Understanding Burnout: When Stress Gets Stuck in the Body
- Haile Reeve
- Nov 5
- 2 min read

Burnout is not just “being tired.” It’s what happens when your body gets stuck in stress mode, even after the stressful situation has passed. You might finish the task, solve the problem, or make it through the day — but your nervous system never receives the signal that it’s safe to relax.
Over time, this can look like:
Emotional exhaustion
Irritability or numbness
Trouble concentrating
Feeling disconnected, overwhelmed, or hopeless
Burnout isn’t a lack of willpower or resilience. It’s your body saying, “I’m still under threat.”
Stressors vs. Stress
There’s a difference between:
Stressors: the external pressures (deadlines, caregiving, expectations, conflict)
Stress: the physical tension and activation in the body
We often deal with the stressors — we get things done — but never help the body release the stress itself. So the stress lingers.
Burnout Can’t Be Solved by Thinking Harder
Understanding why you’re stressed doesn’t complete the stress cycle. Your body needs a physical signal that the effort is over and you are safe.

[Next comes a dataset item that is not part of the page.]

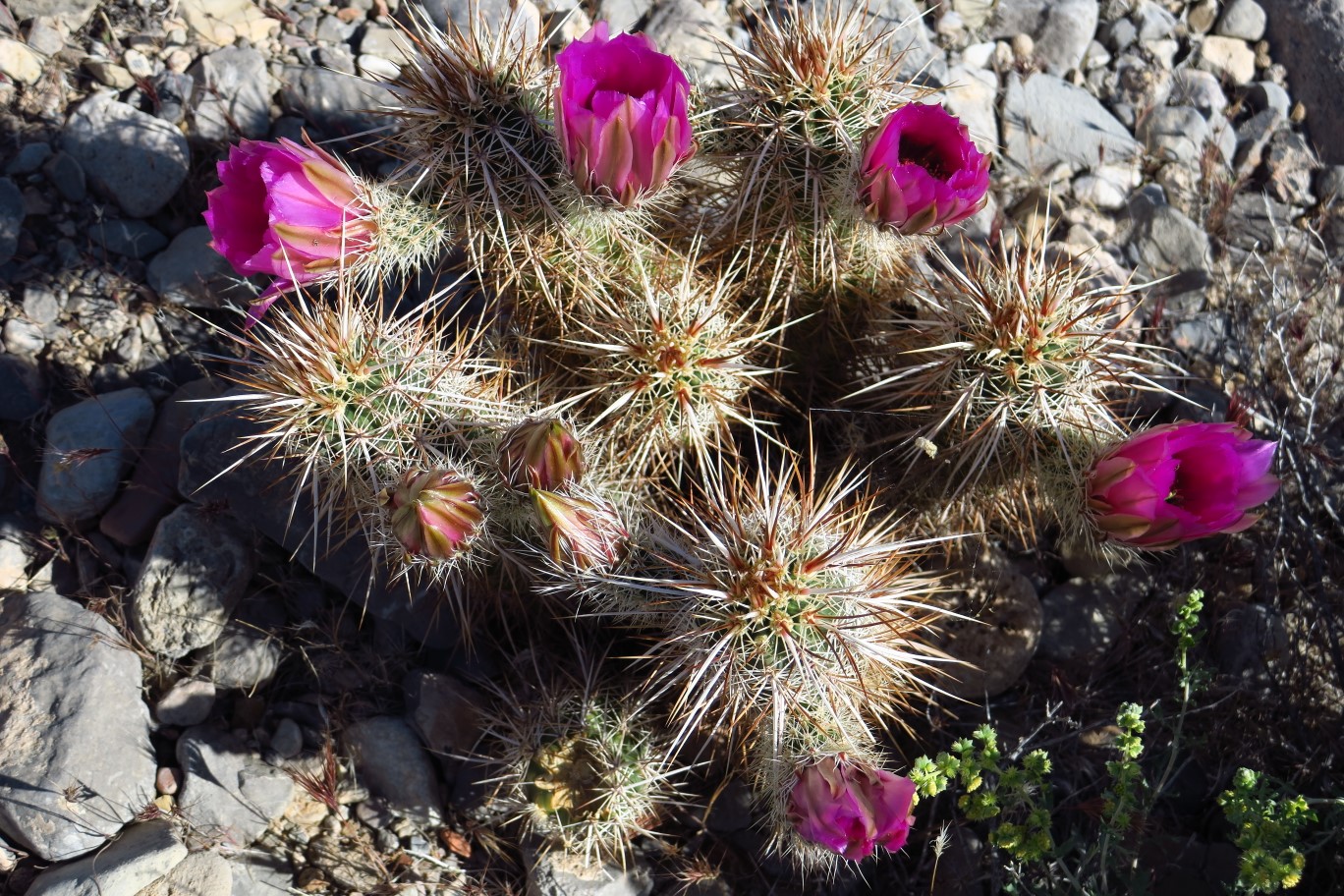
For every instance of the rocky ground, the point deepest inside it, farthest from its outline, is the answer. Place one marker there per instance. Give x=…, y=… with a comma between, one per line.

Ways to support that process include:
Gentle movement (walking, stretching, shaking out the body)
Deep breathing (especially long, slow exhales)
Crying or laughing
Creative expression
Physical affection or grounding touch (if it feels safe)
These aren’t luxuries. They are biological pathways that help your nervous system reset.
You Are Not Meant to Run on Constant Output
Burnout is not just personal — it’s also connected to environments and systems that ask for more than humans can sustainably give. If you’ve felt like:
“It’s not that I can’t handle it — it’s that this is too much.”
You’re right.
Your exhaustion makes sense.
A Small Step Today
Ask your body, not your to-do list: “What would help me release tension right now?”
Maybe:
A slow breath
A sip of water
Standing up and stretching
Looking out a window for 20 seconds
Not to fix everything, but to shift your state by a tiny degree.
Burnout is not a personal failure. It’s a sign that your body needs care, completion, and acknowledgment.
And it is absolutely deserving of that care.